The storm began as a tropical storm in the gulf and then turned into a hurricane named Harvey. It made ground as a Category 4 hurricane near Corpus Christi and made a huge devastating impact in the Corpus and Rockport area. Homes were destroyed from the outside in and lives were lost. The slow moving storm has dropped rain along the gulf coast which has created floods that areas had never seen before.

Photo: U.S. Department Of Defense

The scene at ground level

Houston did not order an evacuation and I did not even hear about the storm until Thursday of last week when I had a migraine that alerted me to some pressure changes. Co-workers at the gym where I teach gymnastics had started talking about driving as far as possible that night or just laying low at home and waiting it out.

I personally did not take the necessary precautions — as I write this I am getting low on food but I am well off compared to the rest of the city. As the rain began, people who were told not to evacuate started to see water rush into their homes overnight and started climbing to their second floors. Many Houston streets have turned into waterways, and videos have been released of people catching fish in their own living rooms.

Residents at the La Vita Bella nursing home in Dickinson were rescued after Timothy McIntosh tweeted the photo on August 27th, 2017.

Local heroes rescuing victims

The individuals of Houston and surrounding areas have JUMPED into action: anyone with boats, kayaks, large trucks, etc. were told to just start rescuing people. They were doing so before they were even prompted. The thing that I love about Texas is our hospitality.
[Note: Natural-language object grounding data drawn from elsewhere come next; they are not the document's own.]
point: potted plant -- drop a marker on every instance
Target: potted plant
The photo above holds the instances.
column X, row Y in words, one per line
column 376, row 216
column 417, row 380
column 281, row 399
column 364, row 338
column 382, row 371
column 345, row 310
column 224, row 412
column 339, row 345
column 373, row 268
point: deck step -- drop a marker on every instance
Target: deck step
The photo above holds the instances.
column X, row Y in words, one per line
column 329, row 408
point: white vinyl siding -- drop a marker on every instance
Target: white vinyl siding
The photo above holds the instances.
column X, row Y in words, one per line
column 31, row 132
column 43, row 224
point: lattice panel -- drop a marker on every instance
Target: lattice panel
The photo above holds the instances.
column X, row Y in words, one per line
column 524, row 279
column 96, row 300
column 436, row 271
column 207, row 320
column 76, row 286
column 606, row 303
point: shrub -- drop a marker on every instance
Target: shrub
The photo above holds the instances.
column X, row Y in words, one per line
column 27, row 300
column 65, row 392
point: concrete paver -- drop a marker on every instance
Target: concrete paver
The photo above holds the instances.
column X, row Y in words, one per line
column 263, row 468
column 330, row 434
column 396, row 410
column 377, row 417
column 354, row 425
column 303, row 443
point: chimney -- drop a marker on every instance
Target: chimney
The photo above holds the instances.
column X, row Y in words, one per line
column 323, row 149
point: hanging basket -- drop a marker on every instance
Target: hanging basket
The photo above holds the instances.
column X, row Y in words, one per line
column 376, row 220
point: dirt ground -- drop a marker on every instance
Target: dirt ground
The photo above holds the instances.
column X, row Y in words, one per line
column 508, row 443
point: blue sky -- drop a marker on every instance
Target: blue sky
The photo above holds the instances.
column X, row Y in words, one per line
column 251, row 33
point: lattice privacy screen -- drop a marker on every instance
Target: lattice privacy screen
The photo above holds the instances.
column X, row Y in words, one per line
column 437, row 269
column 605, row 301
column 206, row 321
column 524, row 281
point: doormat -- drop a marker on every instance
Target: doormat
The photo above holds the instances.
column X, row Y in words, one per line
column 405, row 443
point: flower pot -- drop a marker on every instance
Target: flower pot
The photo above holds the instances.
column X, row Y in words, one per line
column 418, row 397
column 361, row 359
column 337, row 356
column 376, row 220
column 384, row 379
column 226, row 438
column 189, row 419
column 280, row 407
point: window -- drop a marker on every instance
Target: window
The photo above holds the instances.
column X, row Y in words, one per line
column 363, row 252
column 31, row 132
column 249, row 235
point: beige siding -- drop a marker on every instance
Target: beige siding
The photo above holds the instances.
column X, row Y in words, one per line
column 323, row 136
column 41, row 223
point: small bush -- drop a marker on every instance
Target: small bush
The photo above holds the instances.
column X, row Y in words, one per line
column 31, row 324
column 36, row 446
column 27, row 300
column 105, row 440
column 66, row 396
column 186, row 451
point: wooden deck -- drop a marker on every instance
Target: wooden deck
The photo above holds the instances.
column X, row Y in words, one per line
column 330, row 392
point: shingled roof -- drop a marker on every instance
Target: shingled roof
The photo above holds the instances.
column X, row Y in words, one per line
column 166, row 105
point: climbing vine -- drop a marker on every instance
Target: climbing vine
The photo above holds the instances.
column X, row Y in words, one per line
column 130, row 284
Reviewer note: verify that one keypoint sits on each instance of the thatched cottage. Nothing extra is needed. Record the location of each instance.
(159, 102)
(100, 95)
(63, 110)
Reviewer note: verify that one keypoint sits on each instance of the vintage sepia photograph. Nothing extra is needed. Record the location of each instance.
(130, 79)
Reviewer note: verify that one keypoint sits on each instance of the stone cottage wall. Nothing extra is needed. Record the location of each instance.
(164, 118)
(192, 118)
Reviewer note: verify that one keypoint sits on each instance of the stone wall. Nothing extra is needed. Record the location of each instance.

People just help each other.

One individual I know, Tobin Anthony from the Kingwood area, was rescuing people in his truck for 24 hours on little to no sleep, posting his whereabouts on Facebook and asking who needed assistance.

His Facebook posts have been increasingly inspiring for all of his followers, the people who have been sharing, and all others.

The media reporters have been out in the city, flagging down boats, loading people in, sending them into neighborhoods. One news reporter saved a man inside his 18 wheeler when all others had left without noticing he was still in there. Individuals have come into Houston from all over Texas and the surrounding states to lend a helping hand.

Many people are just recreational boaters who saw the option to help and headed that way. The Coast Guard is here, doing their best from above, but the real heroes are the volunteers, the strangers, the boaters, the fisherman, all here to do what they do best.

Photo: U.S. Department Of Defense

Shelters and how you can help

The George R Brown Convention Center is open as a shelter and taking donations. If you can make it there safely, please bring any of the below items:

  • Baby formula
  • Diapers
  • Hand sanitizer
  • Non-perishable food
  • Sweatsuits
  • Socks
  • Towels
  • Bottled water
  • Comfort kits (soap, shampoo, toothpaste)
  • Blankets
  • Pillows

We are consistently getting people out, and without the help of citizens of this amazing city and state, sacrificing their time, boats, and trucks, this hurricane could have done much more damage than it has. This is why I love Houston.